Так и поступили. А вот с записочкой заминка вышла: имен то парней мы не знаем! Писать клички? Но опять же, кто погиб в пещере — Бодун и Касыч? Напишешь, к примеру, за упокой Бодуна, а он возьмет и живым окажется! И наоборот. И третий тип, что в дурке, неизвестно кто.
Судили, рядили так и сяк, и в конце концов решили: записок никаких не оставлять, а чтоб не ошибиться, кто жив, а кто помер, поставили свечки еще и за здравие погибших. Звучит, конечно, нелепо, а может, даже и страшновато, но иного выхода мы не нашли.
Церковный дворик Лизавета покидала с таким же шиком, как и входила в него. Чудесно исцелившийся слепой бомж, не таясь, таращился на подружкины прелести и счастливо улыбался.
— Смотри, Виталия, какой жизнерадостный человек, даже несмотря на тяжелую жизненную ситуацию и суровый недуг, бери пример! — Лизка остановилась возле «слепого» и уже извлекла из кошелька десятирублевую купюру, как вдруг слепой заговорил:
— Я не жизнерадостный, просто у меня уже истерика! Девушка, можно за вас подержаться? Я хорошо заплачу!
От взрыва моего хохота с окрестных деревьев испуганно сорвалась стайка ворон и с негодующим карканьем унеслась прочь.
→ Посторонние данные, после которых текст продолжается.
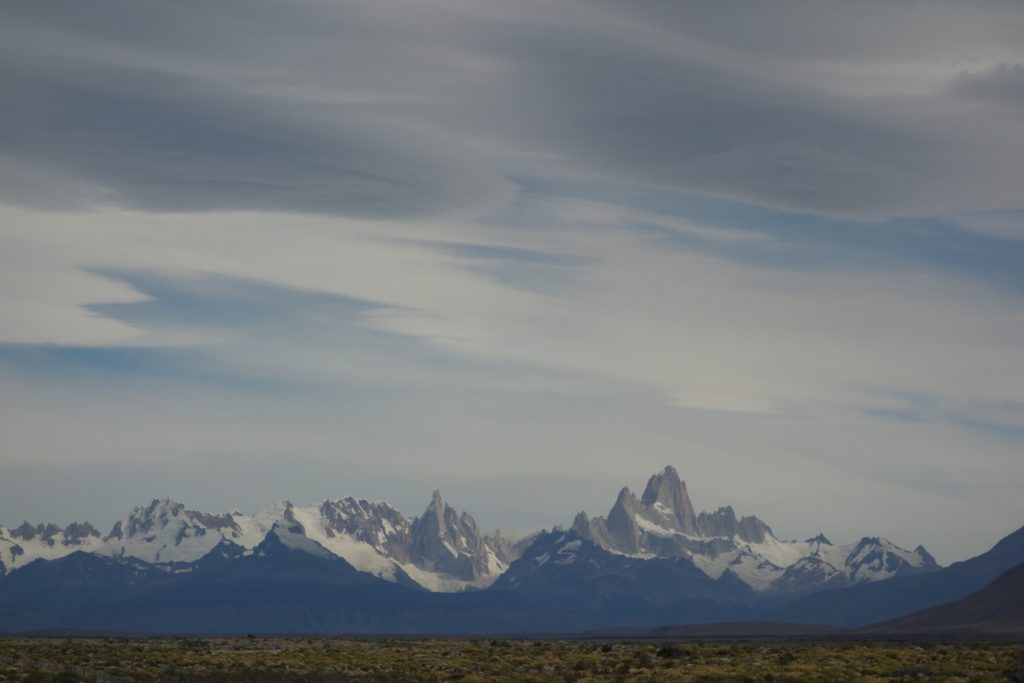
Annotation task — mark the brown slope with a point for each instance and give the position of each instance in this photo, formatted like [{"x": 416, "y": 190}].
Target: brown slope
[{"x": 996, "y": 608}]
Смех душил, мешая нормально дышать. Я в изнеможении опустилась прямо на горячий асфальт и продолжала хохотать уже сидя. По щекам побежали слезы, но и они не помешали мне увидеть, как Лизавета от души врезала нахальному бомжу по физиономии. Увесистый кулак подруги угодил ему аккурат в переносицу. После такого удара «фонари» обычно появляются очень быстро и сразу под обоими глазами. Однако даже этот чрезвычайно весомый аргумент, выдвинутый Лизкой, настырного бомжа не впечатлил.
— Ну, хоть потрогать! — не унимался он, размазывая по лицу грязным рукавом побежавшую из носа кровь.
Я уже стала понемногу приходить в себя, но после этих слов снова свалилась с приступом гомерического хохота. Лизка рывком поставила меня на ноги и потащила прочь от «слепого». Усаживаясь в «жигуль», она грозно прошипела:
— Ни слова!
— Так ведь я и так молчу, — смех все еще душил меня, но я мужественно с ним боролась. Без особого, впрочем, успеха. — Только не понимаю, чего ты сердишься? Тебе гордиться собой надо: не каждому дан дар исцеления больных одними только формами. А что было бы, если б он к тебе прикоснулся? Страшно подумать!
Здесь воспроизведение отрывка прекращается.